Things I build outside of work — nothing related to my day job.
I have been riding bikes for 20 years — starting with cross-country mountain biking on the trails around Edmonton, Canada, then moving to Woodhill Forest in Auckland, and eventually settling into road cycling. Mostly commuting, but with the occasional longer adventure: I have ridden Seoul to Busan (500+ km) twice.
Winter and rainy seasons are the catch. I tried a few indoor cycling platforms but none of them let me ride the routes I actually wanted. So I built my own.
The system is split into five areas: infrastructure (Railway + PostgreSQL), auth and billing (Supabase, Resend, Stripe), maps and media providers (Mapbox, Cesium, Google Maps, YouTube), browser-side hardware integration, and app product subsystems.
A deliberate constraint: the entire hosted stack runs for under $5 a month. That shaped every infrastructure choice — Railway for hosting and PostgreSQL, Supabase for auth (free tier), and Stripe in sandbox mode until there's a reason to go live.
How it fits together
Why the browser owns the Bluetooth connection
The app runs in the cloud, but the trainer and heart rate monitor are physically next to the rider. A cloud server cannot reach those devices directly — so the browser owns the Bluetooth connection and sends control commands to the trainer locally, while staying in sync with the hosted app. This is what makes remote hosting actually work for a real rider setup.

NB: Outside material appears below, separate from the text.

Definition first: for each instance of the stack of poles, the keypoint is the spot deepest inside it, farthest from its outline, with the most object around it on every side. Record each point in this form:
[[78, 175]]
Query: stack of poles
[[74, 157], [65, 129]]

I was first introduced to sailing many years ago by a friend, and something about it immediately stuck with me. Years later, a conversation with a colleague nudged me to finally give it a proper try — I completed Level 1, took a break, then came back for Level 2. That's when things started to get challenging.
Understanding wind direction, sail position, and the tiller all at the same time was surprisingly confusing. My colleague and I even built a small toy yacht to try to visualise how it all worked.
The toy yacht we built trying to get our heads around it.
It helped a little — but not enough. So I built an app instead. What started as a personal learning tool turned into something I hope helps other beginners too.
The app is currently in closed testing — if you'd like to participate as a tester and share your feedback, I'd love to hear from you. Get in touch.
Download Expo Go, then scan to try it on your phone.
A Chrome extension that redacts personally identifiable information from local files — entirely on your machine. Drop in a text file, PDF, Word document, or image and get a clean redacted copy back. Names are detected using a BERT NER model; organisations, locations, and custom patterns are optional.
A small Python server runs locally in the background. No data leaves your device.